“Yet, after I am raised up, I will go ahead of you to Galilee.”
(Matthew 26:32; Mark 14:28)
Though most of our English Bibles do not reflect such (even my own translation does not reflect such), there is actually a one word difference between Matthew and Mark’s account. In Matthew’s account, he uses the simple transition, de/ (de), which is a simply transition that binds two statements together; Mark uses the conjunction, ajlla/ (alla), which indicates a contrast between what is being said and what has been said before. The first can either indicate a parallel or a contrasting statement; the second can only indicate a contrast. The value of this is simply that in the variation between Matthew and Mark’s choice of language, clarity is added and we see better what Christ is saying. The scandal will be a bad and depressing thing, but Jesus’ going ahead of the disciples to Galilee is a good and encouraging thing.
Galilee, of course, was home territory for the disciples, and a place for them to be able to regroup away from the influence of the murderous priests and Jewish leaders. It is most likely in Galilee that Jesus would spend 40 days teaching the disciples as we find in Acts 1. Note, too, the language of Jesus going up ahead of his disciples. How significant it is that our Lord leads and does not expect his own to stumble around ahead of him. Such is the language of Hebrews 2:10—Christ, through his suffering and death, led the way for us to follow into salvation. At the same time, note what must come first—the raising up. Before Jesus can gloriously lead us to salvation and toward the celebration of the mighty Kingdom of God in its fullness, a sacrifice must be made to atone for our sins. One must go through the valley before one will appreciate the peaks that surround it.

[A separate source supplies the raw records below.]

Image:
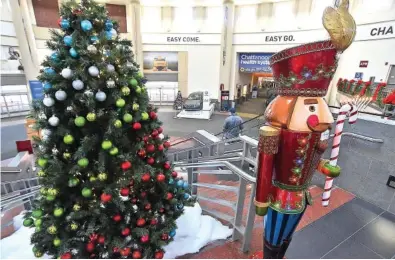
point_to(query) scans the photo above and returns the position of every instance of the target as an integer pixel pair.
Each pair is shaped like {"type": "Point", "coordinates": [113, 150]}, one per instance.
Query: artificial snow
{"type": "Point", "coordinates": [194, 232]}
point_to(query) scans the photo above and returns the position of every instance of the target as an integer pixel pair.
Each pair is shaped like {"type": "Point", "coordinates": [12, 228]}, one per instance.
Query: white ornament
{"type": "Point", "coordinates": [93, 71]}
{"type": "Point", "coordinates": [53, 121]}
{"type": "Point", "coordinates": [48, 101]}
{"type": "Point", "coordinates": [110, 83]}
{"type": "Point", "coordinates": [110, 68]}
{"type": "Point", "coordinates": [60, 95]}
{"type": "Point", "coordinates": [78, 84]}
{"type": "Point", "coordinates": [67, 73]}
{"type": "Point", "coordinates": [101, 96]}
{"type": "Point", "coordinates": [92, 49]}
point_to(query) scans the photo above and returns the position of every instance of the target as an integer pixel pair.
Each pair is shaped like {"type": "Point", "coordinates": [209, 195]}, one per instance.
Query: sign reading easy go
{"type": "Point", "coordinates": [254, 62]}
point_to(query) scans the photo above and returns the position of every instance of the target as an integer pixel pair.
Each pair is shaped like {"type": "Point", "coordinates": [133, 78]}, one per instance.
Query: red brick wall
{"type": "Point", "coordinates": [46, 13]}
{"type": "Point", "coordinates": [118, 13]}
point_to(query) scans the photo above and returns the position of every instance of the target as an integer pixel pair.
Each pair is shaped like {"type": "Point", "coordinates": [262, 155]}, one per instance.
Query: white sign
{"type": "Point", "coordinates": [365, 32]}
{"type": "Point", "coordinates": [198, 38]}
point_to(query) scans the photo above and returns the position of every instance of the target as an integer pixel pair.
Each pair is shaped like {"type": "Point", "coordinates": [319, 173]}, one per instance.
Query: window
{"type": "Point", "coordinates": [46, 13]}
{"type": "Point", "coordinates": [118, 13]}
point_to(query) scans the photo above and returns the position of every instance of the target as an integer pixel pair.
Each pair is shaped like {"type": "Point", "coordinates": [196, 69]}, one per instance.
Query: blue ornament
{"type": "Point", "coordinates": [55, 56]}
{"type": "Point", "coordinates": [47, 86]}
{"type": "Point", "coordinates": [50, 71]}
{"type": "Point", "coordinates": [94, 39]}
{"type": "Point", "coordinates": [73, 53]}
{"type": "Point", "coordinates": [108, 25]}
{"type": "Point", "coordinates": [86, 25]}
{"type": "Point", "coordinates": [65, 24]}
{"type": "Point", "coordinates": [68, 40]}
{"type": "Point", "coordinates": [180, 183]}
{"type": "Point", "coordinates": [172, 233]}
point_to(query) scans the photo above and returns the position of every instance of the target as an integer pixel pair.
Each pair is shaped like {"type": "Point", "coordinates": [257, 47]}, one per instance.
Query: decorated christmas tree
{"type": "Point", "coordinates": [107, 189]}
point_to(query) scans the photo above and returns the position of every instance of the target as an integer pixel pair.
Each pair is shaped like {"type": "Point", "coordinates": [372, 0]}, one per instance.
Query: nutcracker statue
{"type": "Point", "coordinates": [298, 123]}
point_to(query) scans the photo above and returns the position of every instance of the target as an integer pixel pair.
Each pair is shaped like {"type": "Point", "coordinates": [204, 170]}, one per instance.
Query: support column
{"type": "Point", "coordinates": [227, 45]}
{"type": "Point", "coordinates": [134, 27]}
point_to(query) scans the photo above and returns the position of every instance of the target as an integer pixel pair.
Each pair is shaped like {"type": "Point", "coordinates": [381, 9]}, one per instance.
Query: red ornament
{"type": "Point", "coordinates": [167, 144]}
{"type": "Point", "coordinates": [101, 240]}
{"type": "Point", "coordinates": [160, 177]}
{"type": "Point", "coordinates": [126, 165]}
{"type": "Point", "coordinates": [165, 236]}
{"type": "Point", "coordinates": [124, 191]}
{"type": "Point", "coordinates": [140, 222]}
{"type": "Point", "coordinates": [159, 254]}
{"type": "Point", "coordinates": [67, 255]}
{"type": "Point", "coordinates": [150, 161]}
{"type": "Point", "coordinates": [146, 177]}
{"type": "Point", "coordinates": [150, 148]}
{"type": "Point", "coordinates": [166, 165]}
{"type": "Point", "coordinates": [105, 197]}
{"type": "Point", "coordinates": [141, 153]}
{"type": "Point", "coordinates": [154, 133]}
{"type": "Point", "coordinates": [136, 254]}
{"type": "Point", "coordinates": [154, 221]}
{"type": "Point", "coordinates": [90, 247]}
{"type": "Point", "coordinates": [125, 232]}
{"type": "Point", "coordinates": [125, 251]}
{"type": "Point", "coordinates": [117, 218]}
{"type": "Point", "coordinates": [136, 126]}
{"type": "Point", "coordinates": [152, 115]}
{"type": "Point", "coordinates": [144, 238]}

Of course, along with the idea of Jesus leading implies not only our responsibility to follow (for it is only the most impudent of children that will not follow the road down which their parents lead—and what would we call a soldier that refuses to follow his commander down a given path), but the implication is that we must follow down the path that our Lord has traveled. Often, we act as if we are comfortable with the idea of Jesus facing trial and persecution in his sacrifice and death and then are surprised when we face trial and persecution ourselves. As Isaac Watts said, “Why do we think we will enter heaven on a bed of roses when our Lord entered with a crown of thorns?” Jesus did not simply say, “follow me,” he said, “take up your cross and follow me.” Understanding that life principle (or death principle as we ought die to this world) makes all the difference.